EU-VC

18 April 2006

EU investors: Mark Tluszcz

Filed under: AllPeers, Mangrove, interview, investor — euvc @ 5:17 pm

Mangrove Ventures is one of the emerging top tier of European VC firms. Their recent deals have included Skype, SecureWave and AllPeers (all with Index Ventures). Mark Tluszcz, one of the general partners there, spoke to Matthew Gertner, CTO of AllPeers. Some of the points he makes are:

  • European VC is in its infancy (30-40 years behind the US), and finally starting to recover after the dot com fall-out
  • There are now 30-40 active VC firms in Europe, which still makes it much smaller than the US
  • Skype (even more so than Kelkoo or Ciao) as the first €billion venture backed company has done a lot for the early stage tech industry in Europe
  • That company was unusual in that it focused on non-American consumers; it also benefited from the low costs of Eastern European programming talent
  • Web2.0 is not another bubble, though there is more capital and hence some froth in the market
  • There has not yet been a successful exit for an open source business (except for Red Hat), which makes him sceptical but not cynical

15 April 2006

Microsoft ate my screen. Again.

Filed under: IE, design, microsoft, rant — euvc @ 10:58 pm

What is it with Microsoft and visual design? Why can't it let its customers fill their own space? There's something deeply arrogant about the company's weirdly compulsive attempts to change design norms at every turn, and for each version to use up more screen real estate than the last.

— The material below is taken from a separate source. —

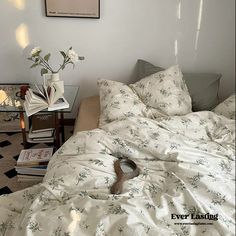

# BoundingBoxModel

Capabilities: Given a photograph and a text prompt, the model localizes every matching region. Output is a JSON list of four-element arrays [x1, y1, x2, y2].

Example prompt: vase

At some level the company realises it has a problem. The "What if Microsoft designed the iPod" video in fact originated from MS. The video itself is funny because it's true. But what's this with IE7.0? I now have to put up with menu and search bar apparatus that is at least 50% larger than it used to be, and it's less customisable. Why? What possible benefit does that serve? What's happened to my menu bar? Why, given the proven value of convention, has the company decided to branch out again in its own eccentric and inconsiderate fashion?

I find this eagernes to redesign inconsiderately more irritating than anything else the company does. If you must be a monopolist, so be it. But at least spare a thought for the customers who have to follow your cranky and ill-thought-through lead.